Infrastructure: A median of 1.3 (IQR 0.9–1.6) hospitals per million inhabitants of ESC member countries were reported to have facilities for cardiac surgery in the 2018/19 survey, ranging from <0.7 hospitals in Kyrgyzstan, UK, Republic of Moldova, Slovak Republic, Latvia and Ukraine to >2.3 in Greece, Belgium, Republic of Georgia, Iceland and Turkey (Supplementary material online, Figures S7.23 and S7.24).
Service delivery: A median of 301.1 (IQR 245.0–440.0) coronary artery bypass graft (CABG) procedures per million inhabitants of ESC member countries were reported in the 2018/19 survey (Figure 87). Rates ranged from <100 CABG procedures per million people in Ukraine, Kyrgyzstan and Republics of Moldova and Kosovo to >500 in Serbia, Turkey, Lithuania, Slovenia, Belgium, Croatia and Netherlands (Supplementary material online, Figure S7.25).
Stratification by national income status: The 2018/19 survey showed that the median number of cardiac surgeons per million inhabitants was lower in middle-income countries [4.5 (IQR 2.7–6.0)] compared with high-income countries 8.2 (IQR 6.7–13.4) (Figure 88) although there was little difference in the median number of hospitals with cardiac surgical facilities [1.3 (IQR 0.9–1.5) vs. 1.2 (IQR 0.9–1.6)] or the median number of CABG procedures per million inhabitants [263.0 (IQR 82.8–442.0) vs. 324.2 (IQR 254.8–433.9)] (Supplementary material online, Figures S7.26 and S7.27). These averaged data concealed considerable variation with Republic of Georgia, Bulgaria, Serbia and Turkey among middle-income countries reporting over 400 procedures per million people per year, more than were reported by many of the high-income ESC member countries.

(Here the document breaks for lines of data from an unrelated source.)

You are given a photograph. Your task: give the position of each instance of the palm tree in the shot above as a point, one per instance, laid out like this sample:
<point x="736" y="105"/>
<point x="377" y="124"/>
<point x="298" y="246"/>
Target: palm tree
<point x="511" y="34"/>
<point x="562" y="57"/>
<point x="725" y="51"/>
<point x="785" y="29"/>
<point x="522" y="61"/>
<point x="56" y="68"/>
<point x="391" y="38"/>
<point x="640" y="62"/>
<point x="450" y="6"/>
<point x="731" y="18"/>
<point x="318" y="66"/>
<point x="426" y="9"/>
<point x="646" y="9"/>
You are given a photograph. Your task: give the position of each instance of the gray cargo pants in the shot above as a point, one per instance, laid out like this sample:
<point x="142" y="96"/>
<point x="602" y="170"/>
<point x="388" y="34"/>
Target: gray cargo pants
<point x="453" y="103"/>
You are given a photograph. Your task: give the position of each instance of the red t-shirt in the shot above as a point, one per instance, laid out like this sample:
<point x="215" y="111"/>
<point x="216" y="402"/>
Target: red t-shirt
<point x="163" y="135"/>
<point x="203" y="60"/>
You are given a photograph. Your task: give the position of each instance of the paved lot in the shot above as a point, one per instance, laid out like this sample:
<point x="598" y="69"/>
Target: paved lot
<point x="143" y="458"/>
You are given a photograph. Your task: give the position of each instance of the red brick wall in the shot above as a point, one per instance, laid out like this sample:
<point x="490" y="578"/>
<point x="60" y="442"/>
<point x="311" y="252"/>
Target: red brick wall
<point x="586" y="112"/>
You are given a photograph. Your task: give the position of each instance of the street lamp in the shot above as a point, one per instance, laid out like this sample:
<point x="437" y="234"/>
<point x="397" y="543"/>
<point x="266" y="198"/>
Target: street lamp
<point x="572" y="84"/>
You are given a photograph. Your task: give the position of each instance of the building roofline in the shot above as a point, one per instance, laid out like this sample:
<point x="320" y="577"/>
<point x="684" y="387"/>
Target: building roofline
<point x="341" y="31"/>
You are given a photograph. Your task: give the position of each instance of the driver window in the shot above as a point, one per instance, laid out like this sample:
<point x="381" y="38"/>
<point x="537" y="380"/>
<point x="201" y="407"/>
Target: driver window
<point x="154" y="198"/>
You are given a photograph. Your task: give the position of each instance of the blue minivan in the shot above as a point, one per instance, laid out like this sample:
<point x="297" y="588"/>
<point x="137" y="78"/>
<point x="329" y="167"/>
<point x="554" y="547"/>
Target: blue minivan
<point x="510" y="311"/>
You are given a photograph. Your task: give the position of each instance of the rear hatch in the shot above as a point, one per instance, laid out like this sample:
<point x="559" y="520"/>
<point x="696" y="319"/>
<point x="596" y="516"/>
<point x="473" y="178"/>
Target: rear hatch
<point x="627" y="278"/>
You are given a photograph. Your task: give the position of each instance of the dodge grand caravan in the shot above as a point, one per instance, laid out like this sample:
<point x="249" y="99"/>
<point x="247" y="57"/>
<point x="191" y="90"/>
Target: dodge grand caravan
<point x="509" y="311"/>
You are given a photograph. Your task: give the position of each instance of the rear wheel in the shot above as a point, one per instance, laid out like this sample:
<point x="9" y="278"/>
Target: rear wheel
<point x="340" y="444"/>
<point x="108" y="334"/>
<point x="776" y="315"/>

Cardiac surgeons per million people in ESC member countries (2017 or latest available year). Data source: ESC Atlas of Cardiology, https://www.escardio.org/Research/ESC-Atlas-of-cardiology. Data not available: Algeria, Belarus, Belgium, Lebanon, Libya, Montenegro, Morocco, Republic of San Marino, Russian Federation, Syrian Arab Republic, Tunisia, and Ukraine (Supplementary file: S7.xlsx).

Coronary artery bypass graft procedures per million people in ESC member countries (2017 or latest available year). Data source: ESC Atlas of Cardiology, https://www.escardio.org/Research/ESC-Atlas-of-cardiology. Data not available: Algeria, Azerbaijan, Belarus, Egypt, Ireland, Lebanon, Libya, Montenegro, Morocco, Republic of San Marino, Romania, Russian Federation, Syrian Arab Republic, and Tunisia (Supplementary file: S7.xlsx).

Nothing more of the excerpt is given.